Chairman LOTTE Group, Shin Dong-bin, menyampaikan bahwa proyek ini bukan hanya simbol kemajuan industri petrokimia Indonesia, tetapi juga lambang kemitraan strategis antara Korea Selatan dan Indonesia.
“Proyek ini merupakan salah satu investasi terbesar perusahaan Korea di Indonesia. Ini melambangkan kemitraan yang kuat antara kedua negara dan menjadi fondasi penting bagi penguatan daya saing industri petrokimia Indonesia,” ujarnya.

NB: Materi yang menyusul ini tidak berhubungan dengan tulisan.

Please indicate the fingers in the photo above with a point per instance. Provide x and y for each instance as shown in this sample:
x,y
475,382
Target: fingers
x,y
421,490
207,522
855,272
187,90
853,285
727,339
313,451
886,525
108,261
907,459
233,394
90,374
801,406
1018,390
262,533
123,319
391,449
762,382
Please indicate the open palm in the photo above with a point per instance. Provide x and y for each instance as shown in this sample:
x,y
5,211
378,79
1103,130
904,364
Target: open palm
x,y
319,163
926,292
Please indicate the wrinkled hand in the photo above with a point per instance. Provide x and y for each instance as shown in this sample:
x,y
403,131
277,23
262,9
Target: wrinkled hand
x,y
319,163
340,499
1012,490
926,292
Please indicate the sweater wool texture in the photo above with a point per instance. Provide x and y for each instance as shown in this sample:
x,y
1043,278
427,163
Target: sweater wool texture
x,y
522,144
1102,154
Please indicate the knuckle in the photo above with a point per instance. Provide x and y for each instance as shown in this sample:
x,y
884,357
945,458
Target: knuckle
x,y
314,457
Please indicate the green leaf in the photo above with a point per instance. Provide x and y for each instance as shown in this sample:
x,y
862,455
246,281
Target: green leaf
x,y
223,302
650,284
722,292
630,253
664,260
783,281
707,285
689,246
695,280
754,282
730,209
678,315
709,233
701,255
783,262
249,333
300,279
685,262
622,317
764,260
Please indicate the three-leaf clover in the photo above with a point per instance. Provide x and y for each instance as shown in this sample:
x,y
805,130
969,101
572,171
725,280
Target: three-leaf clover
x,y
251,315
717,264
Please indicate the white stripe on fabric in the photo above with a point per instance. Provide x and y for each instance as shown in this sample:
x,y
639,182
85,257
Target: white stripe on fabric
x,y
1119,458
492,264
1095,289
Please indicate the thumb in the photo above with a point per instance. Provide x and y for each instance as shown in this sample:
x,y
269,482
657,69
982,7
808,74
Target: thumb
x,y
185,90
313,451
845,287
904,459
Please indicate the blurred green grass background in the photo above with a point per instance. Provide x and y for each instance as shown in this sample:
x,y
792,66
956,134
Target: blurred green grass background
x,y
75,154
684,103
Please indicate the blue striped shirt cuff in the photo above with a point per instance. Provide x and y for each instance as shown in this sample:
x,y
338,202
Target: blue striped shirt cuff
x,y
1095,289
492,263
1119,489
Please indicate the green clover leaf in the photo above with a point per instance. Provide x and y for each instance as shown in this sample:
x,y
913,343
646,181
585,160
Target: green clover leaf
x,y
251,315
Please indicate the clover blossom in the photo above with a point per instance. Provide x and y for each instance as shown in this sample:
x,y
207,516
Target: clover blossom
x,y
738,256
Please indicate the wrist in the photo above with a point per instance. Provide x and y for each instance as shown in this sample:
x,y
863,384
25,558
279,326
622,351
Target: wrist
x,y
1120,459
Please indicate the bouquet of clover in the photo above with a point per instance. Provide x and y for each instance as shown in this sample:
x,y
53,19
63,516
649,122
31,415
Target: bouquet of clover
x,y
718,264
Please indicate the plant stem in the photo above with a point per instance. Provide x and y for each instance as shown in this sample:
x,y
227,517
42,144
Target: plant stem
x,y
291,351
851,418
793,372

PT LCI menjadi fasilitas hilirisasi migas kedua di Indonesia yang mencapai tahap industri petrokimia terintegrasi, setelah Petrochemical Complex Chandra Asri yang dibangun sekitar 30 tahun lalu.
Dengan diresmikannya pabrik New Ethylene Project ini, pemerintah menegaskan komitmennya agar kekayaan alam Indonesia tidak lagi berhenti sebagai bahan mentah, melainkan diolah menjadi produk bernilai tambah tinggi yang memperkuat perekonomian nasional.